Like most people (I think), I fear change less when a sizable possibility exists that it will be positive. When I spend a lot of time looking for how something positive might come out of it and I can’t see it, I’m much more anxious about it. The ability to just let go becomes very difficult for me. I’m not afraid of change. I’m afraid of things changing for the worse.

So when I see people I care about making important life decisions and preparing for big changes, I feel nervous for them (even though, yes… I’m aware that I shouldn’t because it’s not my life). This worry doesn’t come from a bad place. It comes from a place of caring (maybe too much). Of wanting to help and be involved and be a part of things even when it’s obvious someone wants to push me away or keep me at such a distance that I can see what’s happening, but my words fall on deaf ears. Or worse, I’m told what I say doesn’t matter so I should say nothing.
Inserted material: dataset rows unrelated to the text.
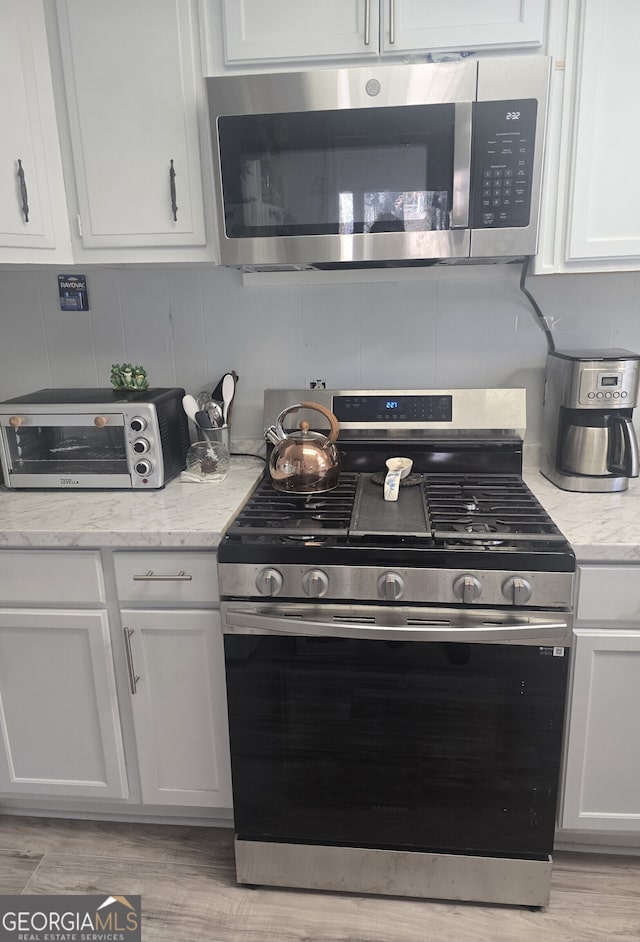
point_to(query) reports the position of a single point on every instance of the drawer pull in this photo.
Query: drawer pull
(133, 677)
(152, 576)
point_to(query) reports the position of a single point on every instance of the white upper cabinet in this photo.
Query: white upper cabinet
(133, 85)
(33, 217)
(591, 191)
(267, 31)
(602, 759)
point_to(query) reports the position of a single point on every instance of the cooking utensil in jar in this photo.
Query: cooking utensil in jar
(304, 461)
(228, 392)
(398, 468)
(191, 407)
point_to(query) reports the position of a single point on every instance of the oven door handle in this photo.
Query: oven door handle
(238, 621)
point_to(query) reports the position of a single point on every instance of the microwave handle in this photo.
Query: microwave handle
(463, 123)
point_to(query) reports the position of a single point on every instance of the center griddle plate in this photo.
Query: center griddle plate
(375, 516)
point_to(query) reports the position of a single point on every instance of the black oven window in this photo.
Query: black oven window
(66, 449)
(452, 748)
(337, 172)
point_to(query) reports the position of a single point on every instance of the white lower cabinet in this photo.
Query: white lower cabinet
(59, 722)
(177, 683)
(602, 778)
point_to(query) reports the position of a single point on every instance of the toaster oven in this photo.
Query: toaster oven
(93, 438)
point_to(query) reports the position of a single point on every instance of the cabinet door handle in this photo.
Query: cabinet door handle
(172, 190)
(367, 22)
(23, 192)
(133, 677)
(152, 576)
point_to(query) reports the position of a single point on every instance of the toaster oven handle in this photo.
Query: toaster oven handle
(236, 621)
(461, 165)
(629, 450)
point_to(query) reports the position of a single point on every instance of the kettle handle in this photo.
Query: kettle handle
(328, 414)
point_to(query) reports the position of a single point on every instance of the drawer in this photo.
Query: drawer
(38, 577)
(608, 595)
(167, 578)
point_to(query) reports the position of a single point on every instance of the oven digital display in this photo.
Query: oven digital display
(393, 408)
It’s an odd feeling to care so much about someone who so obviously doesn’t care what you think or have to say, regardless of your relationship to them.

“It’s fine.” That’s what I’m frequently told.

I think and worry too much. “It’s fine” is never going to be a good enough answer for me.

It’s difficult to stand so far away and see someone struggle through a change, knowing they won’t let me help. It’s difficult to stand so far away and watch someone self-destruct, knowing that I can’t save them, and that even if I tried, my actions would be viewed as doing more harm than good because I’d be interfering and meddling in things that aren’t my business. It’s difficult to stand so far away and see someone change from a dynamic, caring person to someone who is constantly irritable, flat, and uninterested in nearly everything that once mattered to them. It’s not only difficult, but also painful to stand so far away and feel with every fiber of my being that someone I care about so much is making a mistake.

The thing about being forced to watch the crash from afar is that you usually get a wide-angle view of the events that lead up to it. You can see that if only that car would have stopped at the yellow light instead of flying through it when it was turning red, it wouldn’t have been coming around the bend when that truck was swerving into the other lane. You can see everything leading up to it, but you’re powerless to stop it.

It’s so hard to accept that the crash is necessary. No matter how awful it is, it’s somehow necessary. I’d be lying to you if I said that I didn’t believe at all in fate. Sometimes I feel just like John Locke, beating my fists against the top of the hatch, believing that I’ve done everything I was supposed to do and desperate to know why the logical progression didn’t work for me.

Why. The elusive why.

A crash changes things. Whether it’s a minor crack or ding that needs to be removed or a foundation that has been destroyed, the course of things is altered. It’s changed.

What has eluded me for years is this: when we know change is inevitable for someone else, and that that change affects us, do we try to change with them? Or do we take that change as a sign that it’s time to let go and part ways? (Does one always lead to another?) Do we take it as a sign that they need to learn their own lessons and that they must fail in order to do so, or do we continue to try to help them through it and save them from what we perceive to be some great fall?